Tansy Velush, Staff Reporter

 “Puss in Boots: The Last Wish” hit theaters Dec. 21, 2022, and has since grossed over $260 million worldwide. Produced by DreamWorks Animation with a budget of $90 million, the movie follows the story of Puss, an arrogantly humble vigilante cat, on the hunt for a wishing star to regain his lost lives. Throughout the film, he is accompanied by Kitty Softpaws, an old friend he has a long history with, and Perrito, a small dog he meets and befriends.

           Initially, I saw talk of “Puss in Boots” on social media and didn’t understand what people were so excited about. Animation and cartoons are widely seen as things that should be viewed by kids, not something that can be enjoyed by a broader audience. As someone who watches cartoons and animated media frequently, I was interested in seeing the movie and it did not disappoint. The three things I really liked while seeing “Puss in Boots” were the humor, the animation, and the more serious subplots.

           As an artist who has tried animation before, I was both surprised and impressed by the style in “Puss in Boots. The creators wanted to achieve an animation style similar to “Spider-Man: Into the Spider-Verse,” using slower frame rates to produce a more stylized look, with the intent of showing scenes in a fairy-tale-like way. 

In my opinion, this design choice was exactly what the movie needed, giving action scenes a more fun, artistic feel, rather than feeling over-polished. In modern animation, tools are available to make things look realistic and meticulously detailed, but “Puss in Boots” takes a different, more unrefined approach that gives everything an extra edge and exciting feel.

           Animated movies directed at younger kids tend to have adult jokes peppered in, to keep parents in the audience happy. I found that in “Puss in Boots,” while there were some innuendos, much of the writing and delivery of the jokes were funny on their own. I appreciated that there was less pandering to adult viewers with exclusively inappropriate jokes, added only for a shock factor, instead having tasteful humor with more thought put in. I think that having jokes that focused on actually making the audience laugh, rather than keeping bored parents awake, raised the quality of the movie, making it more fun to watch.

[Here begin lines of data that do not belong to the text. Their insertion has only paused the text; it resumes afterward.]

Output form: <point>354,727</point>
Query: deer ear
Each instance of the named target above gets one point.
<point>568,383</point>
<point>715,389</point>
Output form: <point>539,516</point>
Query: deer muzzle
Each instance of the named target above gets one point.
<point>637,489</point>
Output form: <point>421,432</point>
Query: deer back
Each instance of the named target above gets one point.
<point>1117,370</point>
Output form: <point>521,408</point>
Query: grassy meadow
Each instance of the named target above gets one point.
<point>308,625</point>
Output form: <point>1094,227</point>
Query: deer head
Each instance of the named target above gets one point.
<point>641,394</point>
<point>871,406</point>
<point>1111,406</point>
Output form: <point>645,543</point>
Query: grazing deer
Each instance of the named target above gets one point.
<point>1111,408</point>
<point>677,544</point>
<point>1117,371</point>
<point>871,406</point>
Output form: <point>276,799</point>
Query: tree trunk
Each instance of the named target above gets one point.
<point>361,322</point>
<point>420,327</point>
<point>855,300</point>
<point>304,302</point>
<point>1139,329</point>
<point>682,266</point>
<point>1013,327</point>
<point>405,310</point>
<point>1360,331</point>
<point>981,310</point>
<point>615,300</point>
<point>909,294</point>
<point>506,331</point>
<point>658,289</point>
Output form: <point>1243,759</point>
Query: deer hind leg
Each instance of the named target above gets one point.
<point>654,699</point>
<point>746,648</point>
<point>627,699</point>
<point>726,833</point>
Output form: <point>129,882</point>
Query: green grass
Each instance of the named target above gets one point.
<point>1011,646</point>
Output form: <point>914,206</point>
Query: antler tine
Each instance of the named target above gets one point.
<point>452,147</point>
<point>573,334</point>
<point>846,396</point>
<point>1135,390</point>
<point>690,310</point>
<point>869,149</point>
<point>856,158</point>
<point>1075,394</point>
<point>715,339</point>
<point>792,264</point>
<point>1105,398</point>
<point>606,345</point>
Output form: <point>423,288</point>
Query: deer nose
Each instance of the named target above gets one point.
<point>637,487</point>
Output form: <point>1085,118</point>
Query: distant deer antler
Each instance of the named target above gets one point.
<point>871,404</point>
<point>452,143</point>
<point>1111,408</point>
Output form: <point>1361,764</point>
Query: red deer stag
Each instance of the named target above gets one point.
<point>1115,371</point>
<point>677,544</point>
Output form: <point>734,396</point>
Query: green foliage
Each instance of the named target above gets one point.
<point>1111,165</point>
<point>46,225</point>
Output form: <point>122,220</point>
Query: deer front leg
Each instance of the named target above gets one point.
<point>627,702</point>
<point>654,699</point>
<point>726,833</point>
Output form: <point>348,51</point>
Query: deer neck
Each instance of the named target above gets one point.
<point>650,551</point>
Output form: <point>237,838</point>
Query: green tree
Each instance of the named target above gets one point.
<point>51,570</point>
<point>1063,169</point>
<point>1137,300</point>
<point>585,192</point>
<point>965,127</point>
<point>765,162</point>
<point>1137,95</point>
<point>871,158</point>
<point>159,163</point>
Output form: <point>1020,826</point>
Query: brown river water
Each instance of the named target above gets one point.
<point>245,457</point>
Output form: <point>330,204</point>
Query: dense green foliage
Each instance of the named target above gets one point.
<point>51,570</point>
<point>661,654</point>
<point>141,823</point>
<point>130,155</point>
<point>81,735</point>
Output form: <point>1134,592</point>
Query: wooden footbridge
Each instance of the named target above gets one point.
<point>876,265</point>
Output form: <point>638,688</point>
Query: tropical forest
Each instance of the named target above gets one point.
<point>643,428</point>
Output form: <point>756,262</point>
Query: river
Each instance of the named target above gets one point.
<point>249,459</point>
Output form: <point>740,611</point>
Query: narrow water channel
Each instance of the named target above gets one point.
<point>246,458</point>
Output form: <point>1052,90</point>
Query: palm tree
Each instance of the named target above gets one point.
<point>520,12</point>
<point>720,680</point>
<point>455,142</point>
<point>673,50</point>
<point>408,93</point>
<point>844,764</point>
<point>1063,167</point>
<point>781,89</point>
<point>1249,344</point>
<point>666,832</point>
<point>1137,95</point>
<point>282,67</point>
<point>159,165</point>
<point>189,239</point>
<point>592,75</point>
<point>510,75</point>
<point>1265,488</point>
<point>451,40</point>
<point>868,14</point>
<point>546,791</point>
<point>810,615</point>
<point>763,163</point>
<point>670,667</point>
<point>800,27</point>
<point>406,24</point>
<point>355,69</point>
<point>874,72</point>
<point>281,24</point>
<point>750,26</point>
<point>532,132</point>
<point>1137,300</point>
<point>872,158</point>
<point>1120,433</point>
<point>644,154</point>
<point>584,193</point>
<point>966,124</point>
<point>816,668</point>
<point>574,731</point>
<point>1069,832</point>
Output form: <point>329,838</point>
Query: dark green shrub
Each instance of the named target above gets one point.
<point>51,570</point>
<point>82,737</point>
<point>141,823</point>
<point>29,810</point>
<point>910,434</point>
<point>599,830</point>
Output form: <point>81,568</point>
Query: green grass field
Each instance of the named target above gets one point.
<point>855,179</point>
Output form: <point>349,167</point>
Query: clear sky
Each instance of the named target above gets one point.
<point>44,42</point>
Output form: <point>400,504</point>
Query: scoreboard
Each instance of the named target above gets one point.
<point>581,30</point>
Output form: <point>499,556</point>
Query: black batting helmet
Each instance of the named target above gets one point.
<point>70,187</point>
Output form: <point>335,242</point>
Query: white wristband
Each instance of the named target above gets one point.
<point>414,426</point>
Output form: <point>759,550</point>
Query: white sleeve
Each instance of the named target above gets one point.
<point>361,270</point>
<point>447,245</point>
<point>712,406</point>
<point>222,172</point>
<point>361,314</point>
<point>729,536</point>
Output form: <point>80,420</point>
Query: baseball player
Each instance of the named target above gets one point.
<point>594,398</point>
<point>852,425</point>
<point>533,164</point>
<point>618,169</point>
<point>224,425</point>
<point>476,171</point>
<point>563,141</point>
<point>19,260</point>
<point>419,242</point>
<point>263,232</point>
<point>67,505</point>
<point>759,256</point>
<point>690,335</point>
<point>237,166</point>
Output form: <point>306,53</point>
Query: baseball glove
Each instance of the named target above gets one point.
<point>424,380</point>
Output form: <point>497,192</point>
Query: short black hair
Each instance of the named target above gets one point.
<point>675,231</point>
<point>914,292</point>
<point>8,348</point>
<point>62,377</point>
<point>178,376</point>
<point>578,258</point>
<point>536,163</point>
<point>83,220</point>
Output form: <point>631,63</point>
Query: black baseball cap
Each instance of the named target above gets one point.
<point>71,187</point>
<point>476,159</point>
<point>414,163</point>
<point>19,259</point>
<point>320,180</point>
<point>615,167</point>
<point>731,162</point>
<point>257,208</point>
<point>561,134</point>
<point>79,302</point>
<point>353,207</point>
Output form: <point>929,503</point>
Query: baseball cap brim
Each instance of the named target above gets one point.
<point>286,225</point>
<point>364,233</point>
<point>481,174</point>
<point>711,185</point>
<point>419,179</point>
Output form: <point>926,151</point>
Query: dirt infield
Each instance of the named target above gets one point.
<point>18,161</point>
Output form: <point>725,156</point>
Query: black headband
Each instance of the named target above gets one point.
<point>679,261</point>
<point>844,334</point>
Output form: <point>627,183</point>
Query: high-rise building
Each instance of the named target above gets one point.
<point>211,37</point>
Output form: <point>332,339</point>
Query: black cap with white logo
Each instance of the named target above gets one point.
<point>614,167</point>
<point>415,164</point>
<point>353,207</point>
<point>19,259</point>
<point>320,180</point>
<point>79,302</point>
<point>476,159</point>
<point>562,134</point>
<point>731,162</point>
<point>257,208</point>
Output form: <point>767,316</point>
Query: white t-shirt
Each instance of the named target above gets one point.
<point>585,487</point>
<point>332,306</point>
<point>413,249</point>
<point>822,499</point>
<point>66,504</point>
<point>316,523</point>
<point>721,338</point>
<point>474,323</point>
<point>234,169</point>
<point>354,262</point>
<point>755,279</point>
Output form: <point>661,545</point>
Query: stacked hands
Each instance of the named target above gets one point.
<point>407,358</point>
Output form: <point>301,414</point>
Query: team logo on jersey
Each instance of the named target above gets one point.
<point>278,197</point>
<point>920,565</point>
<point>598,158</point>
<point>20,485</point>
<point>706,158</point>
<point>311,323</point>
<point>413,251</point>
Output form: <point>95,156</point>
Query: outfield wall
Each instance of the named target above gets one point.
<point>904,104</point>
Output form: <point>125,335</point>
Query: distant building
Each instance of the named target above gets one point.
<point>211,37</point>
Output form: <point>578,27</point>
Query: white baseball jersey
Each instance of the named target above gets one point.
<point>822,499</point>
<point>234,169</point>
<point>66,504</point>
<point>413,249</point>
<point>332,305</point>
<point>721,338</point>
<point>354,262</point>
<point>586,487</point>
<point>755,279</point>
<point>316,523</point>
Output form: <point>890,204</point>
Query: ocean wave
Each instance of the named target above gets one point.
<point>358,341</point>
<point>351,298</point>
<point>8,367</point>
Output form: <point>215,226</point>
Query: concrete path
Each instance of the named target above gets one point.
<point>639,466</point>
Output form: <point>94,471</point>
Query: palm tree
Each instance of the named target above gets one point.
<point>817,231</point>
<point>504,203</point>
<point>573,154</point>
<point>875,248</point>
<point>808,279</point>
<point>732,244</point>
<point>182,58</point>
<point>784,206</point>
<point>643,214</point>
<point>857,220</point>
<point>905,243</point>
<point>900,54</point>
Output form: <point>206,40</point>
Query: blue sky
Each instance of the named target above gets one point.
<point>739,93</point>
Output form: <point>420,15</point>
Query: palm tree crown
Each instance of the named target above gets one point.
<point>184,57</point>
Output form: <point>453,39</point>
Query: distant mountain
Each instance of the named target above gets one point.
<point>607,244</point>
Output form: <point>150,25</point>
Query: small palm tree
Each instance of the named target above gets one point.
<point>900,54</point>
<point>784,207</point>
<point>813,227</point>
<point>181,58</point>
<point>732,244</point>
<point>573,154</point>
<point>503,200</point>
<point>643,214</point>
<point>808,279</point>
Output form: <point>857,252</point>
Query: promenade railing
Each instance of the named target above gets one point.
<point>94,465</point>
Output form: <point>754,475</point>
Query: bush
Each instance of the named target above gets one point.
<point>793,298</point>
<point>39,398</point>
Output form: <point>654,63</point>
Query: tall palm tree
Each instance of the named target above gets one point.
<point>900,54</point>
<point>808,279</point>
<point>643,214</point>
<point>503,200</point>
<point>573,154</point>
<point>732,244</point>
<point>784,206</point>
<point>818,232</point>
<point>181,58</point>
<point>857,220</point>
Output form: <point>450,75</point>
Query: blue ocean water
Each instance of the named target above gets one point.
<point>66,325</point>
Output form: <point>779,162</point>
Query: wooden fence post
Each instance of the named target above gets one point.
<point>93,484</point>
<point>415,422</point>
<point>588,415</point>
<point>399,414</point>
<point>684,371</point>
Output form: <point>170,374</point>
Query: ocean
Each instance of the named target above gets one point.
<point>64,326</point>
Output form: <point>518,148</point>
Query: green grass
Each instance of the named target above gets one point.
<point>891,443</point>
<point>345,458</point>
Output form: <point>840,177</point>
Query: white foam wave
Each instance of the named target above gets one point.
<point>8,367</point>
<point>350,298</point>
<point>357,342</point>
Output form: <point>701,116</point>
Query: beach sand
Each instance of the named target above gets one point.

        “Puss in Boots” also hit on serious topics, including an on-screen panic attack. Throughout the movie, Puss is hunted by Death, which has extra high stakes for him as he starts his ninth life at the start of the movie. Because of this, he becomes increasingly stressed, which leads to him getting his first scratch from an opponent, after previously never having been touched by a blade. 

He is shown running through the woods, becoming overwhelmed by his surroundings. His friend, Perrito, a small therapy dog in training, helps him calm down. The portrayal of the panic attack was not only realistic but showed Puss’ perspective, how it felt to him, instead of just showing him running around, for seemingly no reason. Having realistic examples of things like panic attacks in media that is accessible to younger audiences is important for educational purposes, to help people understand and have empathy for those who are struggling.

           I think that media like “Puss in Boots,” which uses creative styles and appeals to a broad audience, is really interesting and can help defeat the stigma that animation can’t be enjoyed by teenagers and adults. I think that not all media has to be serious all the time and having more silly, playful movies like this would be amazing.